| This article again? In my opinion, this article is biased. The subtext here is that the author is claiming that his "lzip" format is superior. But xz was not chosen "blindly" as the article claims. To me, most of the claims are arguable. To say 3 levels of headers is "unsafe complexity"... I don't agree. Indirection is fundamental to design. To say padding is "useless"... I don't understand why padding and byte-alignment that is given so much vitriol. Look at how much padding the tar format has. And tar is a good example of how "useless padding" was used to extend the format to support larger files. So this supposed "flaw" has been in tar for dozens of years, with no disastrous effects at all. The xz decision was not made "blindly". There was thought behind the decision. And it's pure FUD to say "Xz implementations may choose what subset of the format they support. They may even choose to not support integrity checking at all. Safe interoperability among xz implementations is not guaranteed". You could say this about any software - "oh no, someone might make a bad implementation!" Format fragmentation is essentially a social problem more than a technical problem. I'll leave it at this for now, but there's more I could write. |
3 individual headers for one file format is unnecessary complexity.

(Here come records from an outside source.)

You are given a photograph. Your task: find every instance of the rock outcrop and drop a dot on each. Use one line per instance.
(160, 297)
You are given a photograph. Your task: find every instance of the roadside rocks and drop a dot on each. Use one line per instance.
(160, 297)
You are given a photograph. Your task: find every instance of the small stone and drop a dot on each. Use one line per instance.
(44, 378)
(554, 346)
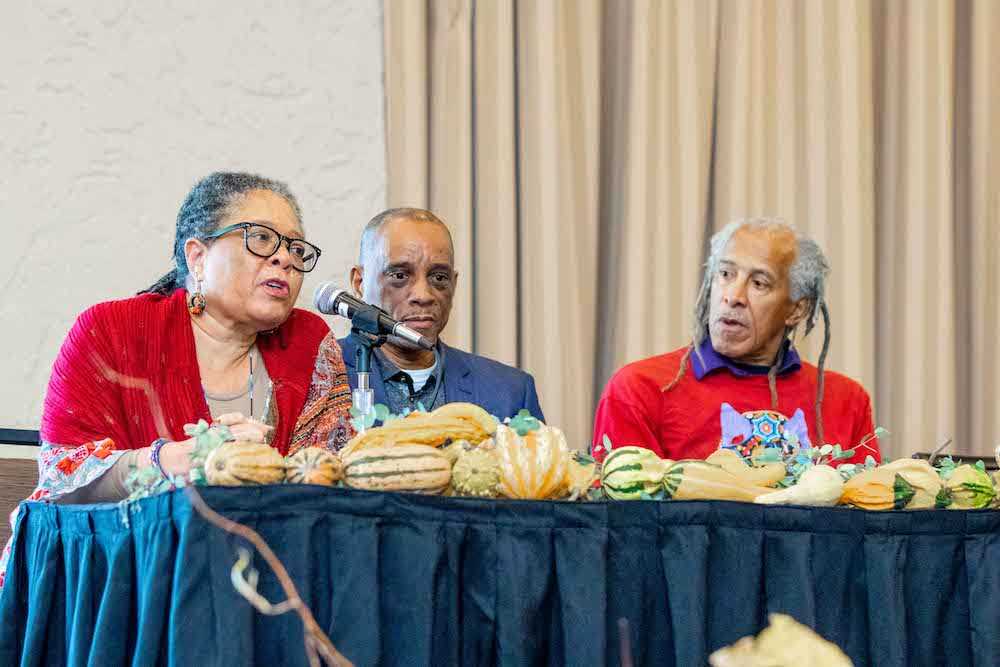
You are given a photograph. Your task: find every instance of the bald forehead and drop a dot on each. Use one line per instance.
(778, 246)
(401, 231)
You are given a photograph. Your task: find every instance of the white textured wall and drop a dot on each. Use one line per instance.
(111, 110)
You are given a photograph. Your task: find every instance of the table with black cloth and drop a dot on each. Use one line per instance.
(399, 579)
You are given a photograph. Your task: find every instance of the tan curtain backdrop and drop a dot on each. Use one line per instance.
(583, 152)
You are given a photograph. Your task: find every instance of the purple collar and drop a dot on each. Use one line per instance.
(715, 361)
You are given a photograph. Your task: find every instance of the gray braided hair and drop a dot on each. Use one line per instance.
(807, 280)
(204, 208)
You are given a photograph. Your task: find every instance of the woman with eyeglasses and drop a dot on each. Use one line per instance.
(218, 338)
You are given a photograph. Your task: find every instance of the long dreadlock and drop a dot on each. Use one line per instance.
(807, 276)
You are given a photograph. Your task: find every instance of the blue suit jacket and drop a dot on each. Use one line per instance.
(498, 388)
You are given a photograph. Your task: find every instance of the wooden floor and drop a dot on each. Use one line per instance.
(17, 479)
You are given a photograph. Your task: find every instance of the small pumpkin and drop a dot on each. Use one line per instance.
(413, 468)
(241, 463)
(476, 473)
(314, 465)
(535, 466)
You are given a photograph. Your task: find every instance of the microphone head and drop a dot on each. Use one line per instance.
(325, 297)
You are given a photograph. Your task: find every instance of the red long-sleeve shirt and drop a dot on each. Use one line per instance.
(684, 423)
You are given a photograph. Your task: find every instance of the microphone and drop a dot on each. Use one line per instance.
(331, 300)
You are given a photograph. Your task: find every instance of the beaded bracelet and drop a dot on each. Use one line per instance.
(154, 455)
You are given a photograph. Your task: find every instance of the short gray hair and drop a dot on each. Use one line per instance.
(807, 280)
(806, 277)
(372, 250)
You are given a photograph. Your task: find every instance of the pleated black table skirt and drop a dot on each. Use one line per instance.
(399, 579)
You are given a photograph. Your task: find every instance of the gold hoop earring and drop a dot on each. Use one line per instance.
(196, 302)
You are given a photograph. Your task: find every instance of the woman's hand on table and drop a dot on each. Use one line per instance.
(175, 457)
(245, 428)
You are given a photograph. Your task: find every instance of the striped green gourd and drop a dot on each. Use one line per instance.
(413, 468)
(629, 472)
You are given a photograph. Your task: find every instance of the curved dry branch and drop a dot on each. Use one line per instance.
(317, 644)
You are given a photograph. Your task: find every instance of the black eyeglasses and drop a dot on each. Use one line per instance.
(263, 241)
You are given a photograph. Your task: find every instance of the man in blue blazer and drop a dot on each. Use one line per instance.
(407, 267)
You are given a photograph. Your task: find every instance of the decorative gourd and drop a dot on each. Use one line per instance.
(765, 475)
(314, 465)
(239, 463)
(450, 422)
(456, 449)
(924, 480)
(629, 472)
(414, 468)
(877, 489)
(534, 466)
(582, 475)
(819, 486)
(698, 480)
(476, 473)
(967, 488)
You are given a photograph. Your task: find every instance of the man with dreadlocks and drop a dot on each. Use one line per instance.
(762, 281)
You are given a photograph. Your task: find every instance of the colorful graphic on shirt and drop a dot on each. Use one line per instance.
(762, 428)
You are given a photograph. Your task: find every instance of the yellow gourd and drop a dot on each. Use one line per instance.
(314, 465)
(535, 466)
(414, 468)
(877, 489)
(698, 480)
(819, 486)
(239, 463)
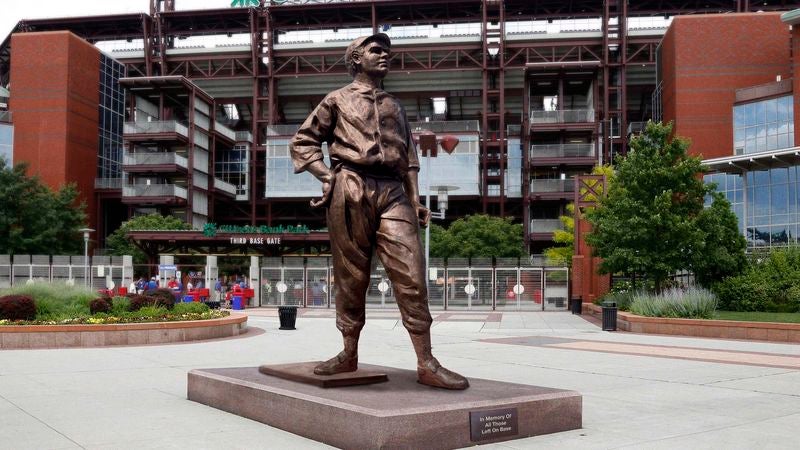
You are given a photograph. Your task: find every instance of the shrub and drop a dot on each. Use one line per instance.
(55, 301)
(152, 312)
(100, 305)
(189, 308)
(17, 307)
(771, 284)
(692, 303)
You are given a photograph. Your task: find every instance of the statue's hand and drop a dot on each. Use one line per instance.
(423, 214)
(326, 178)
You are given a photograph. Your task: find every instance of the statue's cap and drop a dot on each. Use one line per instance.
(359, 42)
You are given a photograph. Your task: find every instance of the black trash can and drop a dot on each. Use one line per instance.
(575, 305)
(287, 316)
(610, 316)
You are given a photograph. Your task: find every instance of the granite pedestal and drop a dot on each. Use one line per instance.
(400, 413)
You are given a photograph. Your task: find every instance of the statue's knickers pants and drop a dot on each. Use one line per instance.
(368, 212)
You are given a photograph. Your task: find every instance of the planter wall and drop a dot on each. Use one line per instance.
(63, 336)
(723, 329)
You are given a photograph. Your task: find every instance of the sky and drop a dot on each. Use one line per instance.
(15, 10)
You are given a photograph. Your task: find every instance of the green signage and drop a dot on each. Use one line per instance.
(211, 229)
(243, 3)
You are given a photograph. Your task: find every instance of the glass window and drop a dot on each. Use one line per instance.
(750, 114)
(764, 125)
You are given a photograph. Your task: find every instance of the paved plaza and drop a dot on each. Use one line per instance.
(639, 391)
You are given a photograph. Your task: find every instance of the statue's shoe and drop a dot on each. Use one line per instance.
(433, 374)
(338, 364)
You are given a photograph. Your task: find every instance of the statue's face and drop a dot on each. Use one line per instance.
(375, 60)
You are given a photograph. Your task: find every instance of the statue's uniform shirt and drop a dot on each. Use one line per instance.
(372, 150)
(363, 126)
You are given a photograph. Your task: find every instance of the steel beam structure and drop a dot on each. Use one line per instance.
(494, 56)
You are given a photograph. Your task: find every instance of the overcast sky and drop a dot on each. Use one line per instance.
(12, 11)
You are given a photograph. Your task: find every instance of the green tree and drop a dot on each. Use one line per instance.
(36, 220)
(118, 242)
(478, 236)
(650, 221)
(721, 252)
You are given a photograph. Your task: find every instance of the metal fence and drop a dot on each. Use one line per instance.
(99, 272)
(479, 284)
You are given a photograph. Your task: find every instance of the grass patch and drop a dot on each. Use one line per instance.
(758, 316)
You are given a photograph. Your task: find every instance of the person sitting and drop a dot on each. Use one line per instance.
(172, 284)
(152, 285)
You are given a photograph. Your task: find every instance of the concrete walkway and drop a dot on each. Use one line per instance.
(640, 391)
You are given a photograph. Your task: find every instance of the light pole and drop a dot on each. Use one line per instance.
(86, 232)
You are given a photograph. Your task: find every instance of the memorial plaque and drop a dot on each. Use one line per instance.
(493, 424)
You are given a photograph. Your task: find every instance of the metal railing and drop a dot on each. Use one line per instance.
(225, 131)
(563, 116)
(143, 159)
(562, 150)
(546, 225)
(244, 136)
(446, 126)
(458, 284)
(159, 126)
(567, 185)
(636, 127)
(282, 130)
(201, 139)
(96, 272)
(108, 183)
(224, 186)
(154, 190)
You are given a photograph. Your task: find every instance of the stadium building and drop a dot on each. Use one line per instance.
(189, 112)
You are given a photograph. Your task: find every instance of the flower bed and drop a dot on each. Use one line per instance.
(91, 335)
(723, 329)
(47, 315)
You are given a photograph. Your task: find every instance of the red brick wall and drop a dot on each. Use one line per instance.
(796, 80)
(55, 96)
(705, 59)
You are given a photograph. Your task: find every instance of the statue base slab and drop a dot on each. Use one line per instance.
(400, 413)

> To say padding is "useless"
Padding in general is not useless, but padding in a compression format is very counterproductive.

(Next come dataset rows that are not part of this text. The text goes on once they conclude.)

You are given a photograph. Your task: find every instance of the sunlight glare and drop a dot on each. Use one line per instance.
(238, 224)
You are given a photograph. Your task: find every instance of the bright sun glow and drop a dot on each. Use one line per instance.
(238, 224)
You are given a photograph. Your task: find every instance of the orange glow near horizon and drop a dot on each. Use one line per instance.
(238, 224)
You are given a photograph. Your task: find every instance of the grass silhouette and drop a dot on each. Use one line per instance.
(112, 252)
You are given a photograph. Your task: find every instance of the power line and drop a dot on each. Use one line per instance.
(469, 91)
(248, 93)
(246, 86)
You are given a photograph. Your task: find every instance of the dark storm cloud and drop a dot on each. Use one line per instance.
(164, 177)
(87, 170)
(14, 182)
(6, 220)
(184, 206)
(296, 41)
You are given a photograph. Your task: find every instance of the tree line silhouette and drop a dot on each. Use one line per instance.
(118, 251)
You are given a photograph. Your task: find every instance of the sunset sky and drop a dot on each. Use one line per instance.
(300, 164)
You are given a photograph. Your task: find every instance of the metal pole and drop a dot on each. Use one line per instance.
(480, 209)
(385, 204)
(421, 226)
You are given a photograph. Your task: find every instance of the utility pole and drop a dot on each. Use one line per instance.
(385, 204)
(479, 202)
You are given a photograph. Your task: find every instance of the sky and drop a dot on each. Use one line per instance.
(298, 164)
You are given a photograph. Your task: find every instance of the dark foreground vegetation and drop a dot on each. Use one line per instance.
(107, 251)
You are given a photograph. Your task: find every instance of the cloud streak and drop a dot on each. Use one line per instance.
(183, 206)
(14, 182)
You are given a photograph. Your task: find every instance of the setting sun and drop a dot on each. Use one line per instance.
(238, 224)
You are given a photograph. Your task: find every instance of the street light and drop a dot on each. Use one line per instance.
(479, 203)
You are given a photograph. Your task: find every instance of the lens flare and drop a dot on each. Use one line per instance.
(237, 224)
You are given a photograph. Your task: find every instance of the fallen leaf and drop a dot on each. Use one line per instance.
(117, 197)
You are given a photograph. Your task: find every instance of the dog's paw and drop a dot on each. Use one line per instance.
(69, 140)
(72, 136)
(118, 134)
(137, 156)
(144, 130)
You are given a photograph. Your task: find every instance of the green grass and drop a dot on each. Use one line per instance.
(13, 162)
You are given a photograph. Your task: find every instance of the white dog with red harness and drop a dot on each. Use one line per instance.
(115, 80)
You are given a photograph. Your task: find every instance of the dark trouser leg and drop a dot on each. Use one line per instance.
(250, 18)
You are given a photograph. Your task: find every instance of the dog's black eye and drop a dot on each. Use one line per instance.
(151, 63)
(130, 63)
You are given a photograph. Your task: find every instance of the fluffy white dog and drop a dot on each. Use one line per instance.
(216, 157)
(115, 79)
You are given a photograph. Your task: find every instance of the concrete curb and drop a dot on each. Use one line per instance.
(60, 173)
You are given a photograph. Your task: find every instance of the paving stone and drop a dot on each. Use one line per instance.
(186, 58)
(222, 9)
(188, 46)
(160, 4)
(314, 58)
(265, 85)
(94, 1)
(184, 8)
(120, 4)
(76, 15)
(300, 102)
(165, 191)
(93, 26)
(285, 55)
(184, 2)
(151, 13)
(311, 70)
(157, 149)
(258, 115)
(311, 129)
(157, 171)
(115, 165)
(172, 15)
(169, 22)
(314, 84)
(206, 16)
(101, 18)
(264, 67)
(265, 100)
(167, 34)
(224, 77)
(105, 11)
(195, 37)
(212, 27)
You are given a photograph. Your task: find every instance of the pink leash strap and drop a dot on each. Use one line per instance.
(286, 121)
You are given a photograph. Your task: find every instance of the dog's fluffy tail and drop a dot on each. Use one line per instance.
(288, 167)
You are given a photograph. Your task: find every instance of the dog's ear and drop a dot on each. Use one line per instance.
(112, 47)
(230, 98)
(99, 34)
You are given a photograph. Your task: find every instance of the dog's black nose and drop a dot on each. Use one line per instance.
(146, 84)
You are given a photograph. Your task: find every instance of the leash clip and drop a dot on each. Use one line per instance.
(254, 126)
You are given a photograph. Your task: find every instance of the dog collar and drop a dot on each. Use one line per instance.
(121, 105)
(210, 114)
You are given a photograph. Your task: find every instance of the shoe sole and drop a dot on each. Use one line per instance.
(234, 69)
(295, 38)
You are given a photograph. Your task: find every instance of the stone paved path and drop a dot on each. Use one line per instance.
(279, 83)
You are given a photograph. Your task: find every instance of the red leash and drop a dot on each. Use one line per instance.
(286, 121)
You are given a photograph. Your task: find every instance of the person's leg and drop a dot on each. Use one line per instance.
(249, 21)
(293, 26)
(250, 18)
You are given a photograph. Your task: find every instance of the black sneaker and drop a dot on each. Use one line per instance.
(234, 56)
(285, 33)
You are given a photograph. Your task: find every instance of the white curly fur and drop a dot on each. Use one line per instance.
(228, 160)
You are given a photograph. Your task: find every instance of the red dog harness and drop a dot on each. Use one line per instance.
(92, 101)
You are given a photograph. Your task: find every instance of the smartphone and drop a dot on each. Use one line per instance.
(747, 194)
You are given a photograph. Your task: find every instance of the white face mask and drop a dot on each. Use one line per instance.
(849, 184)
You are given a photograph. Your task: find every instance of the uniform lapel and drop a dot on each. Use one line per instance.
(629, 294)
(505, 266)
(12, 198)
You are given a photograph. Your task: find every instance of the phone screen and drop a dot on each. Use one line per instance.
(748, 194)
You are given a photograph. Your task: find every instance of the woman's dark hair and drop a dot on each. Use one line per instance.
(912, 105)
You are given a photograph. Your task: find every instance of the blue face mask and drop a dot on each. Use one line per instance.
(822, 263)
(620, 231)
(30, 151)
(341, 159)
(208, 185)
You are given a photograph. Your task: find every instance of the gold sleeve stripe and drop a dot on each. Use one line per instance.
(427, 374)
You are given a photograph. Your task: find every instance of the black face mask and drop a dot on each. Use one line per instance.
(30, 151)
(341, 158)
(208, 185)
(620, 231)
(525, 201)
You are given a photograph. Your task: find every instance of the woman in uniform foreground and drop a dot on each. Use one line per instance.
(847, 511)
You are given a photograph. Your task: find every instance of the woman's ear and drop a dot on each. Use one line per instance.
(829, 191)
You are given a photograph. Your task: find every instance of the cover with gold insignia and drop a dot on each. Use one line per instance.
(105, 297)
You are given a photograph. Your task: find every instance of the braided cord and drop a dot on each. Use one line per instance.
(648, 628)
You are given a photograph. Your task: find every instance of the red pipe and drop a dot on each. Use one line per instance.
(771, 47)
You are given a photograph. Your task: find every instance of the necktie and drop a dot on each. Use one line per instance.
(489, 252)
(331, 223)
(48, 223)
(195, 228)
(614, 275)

> And it's pure FUD to say "Xz implementations may choose what subset of the format they support. They may even choose to not support integrity checking at all. Safe interoperability among xz implementations is not guaranteed". You could say this about any software - "oh no, someone might make a bad implementation!" Format fragmentation is essentially a social problem more than a technical problem.
This isn't about "someone making a bad implementation!", it's about crucial features being optional. That is, completely compliant implementations may or may not be able to decompress a given XZ archive, and may or may not be able to validate the archive.
XZ may not have been chosen blindly, but it certainly does not seem like a sensible format. There is no benefit to this complexity. We do not need or benefit from a format that is flexible, as we can just swap format and tool if we want to swap algorithms, like we have done so many times before (a proper compression format is just a tiny algorithm-specific header + trailing checksum, so it is not worth generalizing away).
Any and all benefits of XZ lie in LZMA2. We could have lzip2 and avoid all of these problems.
(I have no opinion as to whether LZIP should supersede GZIP/BZIP2, but XZ certainly seems like a poor choice.)